Last the overhead is accumulated again.

   long long t2end = vftr_get_runtime_nsec();
   vftr_accumulate_mpiprofiling_overhead(&(my_profile->mpiprof), t2end-t2start);
   return retVal;
}

When the persistent communication is actually executed by MPI_Start or MPI_Startall the previously registered request is activated with a current timestamp as start time after executing the PMPI_ functionality.

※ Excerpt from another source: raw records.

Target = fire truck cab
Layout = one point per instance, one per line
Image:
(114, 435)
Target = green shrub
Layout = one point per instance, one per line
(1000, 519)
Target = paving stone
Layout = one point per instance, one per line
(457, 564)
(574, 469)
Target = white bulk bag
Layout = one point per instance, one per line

int vftr_MPI_Start(MPI_Request *request) {
   long long tstart = vftr_get_runtime_nsec();
   int retVal = PMPI_Start(request);
   long long t2start = vftr_get_runtime_nsec();
   vftr_activate_pers_request(*request, tstart);

Last the overhead is accumulated again

   long long t2end = vftr_get_runtime_nsec();
   vftr_accumulate_mpiprofiling_overhead(&(my_profile->mpiprof), t2end-t2start);
   return retVal;
}

The activation of a persistent request is done by first locating it in the open-request-list and setting its state to active and storing the timestamp.

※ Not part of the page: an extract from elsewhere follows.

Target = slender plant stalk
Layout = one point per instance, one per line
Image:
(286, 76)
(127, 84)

void vftr_activate_pers_request(MPI_Request request, long long tstart) {
   // search for request in open request list
   vftr_request_t *matching_request = vftr_search_request(request);
   if (matching_request != NULL) {
      matching_request->active = true;
      matching_request->tstart = tstart;
   }
}

Clearing requests

In MPI every request needs to be finalized by a call to MPI_Wait, MPI_Waitany, MPI_Waitsome, MPI_Waitall, or MPI_Test, MPI_Testany, MPI_Testsome, MPI_Testall with a positive completion flag. Because non-blocking communication runs in the background, the communication could be already long finished, before one of the routines given above is called to finalize it. Therefore vftrace checks all registered requests for completion every time a profiling function hook is called (see Function Hooks) by calling vftr_clear_completed_requests(). MPI requests can be non-destructively queried for completion with PMPI_Request_get_status. If a request is found to be completed the end timestamp is taken and the information in the request is accumulated in the appropriate profiling struct, and optionally written to the vfd-files.

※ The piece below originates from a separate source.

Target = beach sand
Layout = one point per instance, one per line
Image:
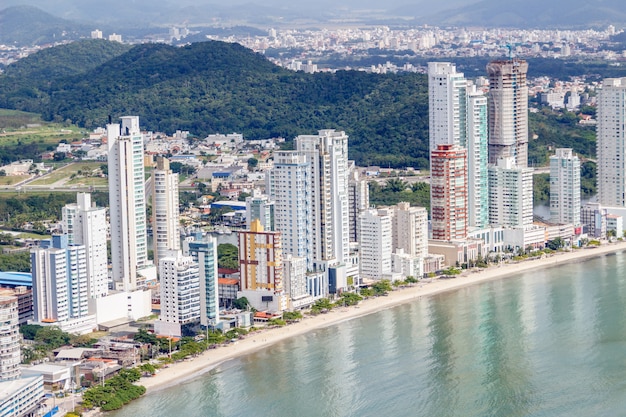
(178, 372)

   bool should_log_message = vftr_should_log_message_info(vftrace.mpi_state, request->rank[i]);
   if (should_log_message) {
      vftr_accumulate_message_info(&(my_profile->mpiprof), request->dir, request->count[i], request->type_idx[i], request->type_size[i], request->rank[i], request->tag, request->tstart, tend);
      if (vftrace.config.sampling.active.value) {
         vftr_write_message_info(request->dir, request->count[i], request->type_idx[i], request->type_size[i], request->rank[i], request->tag, request->tstart, tend, request->callingstackID, request->callingthreadID);
      }
   }

If the request is a persistent one it is deactivated, but stays on the list for further MPI_Start(all) calls. Otherwise it is deleted from the list. The MPI-internal request is not touched by this procedure.

Wait/Test

The MPI_Wait* routines in Vftrace are basically busy loops that check for completion of the given requests repeatedly. During the waiting other requests are checked for completion as well, too. Once the supplied request is completed and all profiling information collected, the PMPI_ function is employed to properly tread the MPI-internal request.

int vftr_MPI_Wait(MPI_Request *request, MPI_Status *status) {
   // loop until the communication corresponding to the request is completed
   int flag = false;
   while (!flag) {
      // check if the communication is finished
      retVal = PMPI_Request_get_status(*request, &flag, status);
      // either the communication is completed, or not
      // other communications might be completed in the background
      // clear those from the list of open requests
      vftr_clear_completed_requests_from_wait();
   }   
   // Properly set the request and status variable
   retVal = PMPI_Wait(request, status);
   return retVal;
}

The MPI_Test* routines work similarly, except that they do not loop. They check once and return.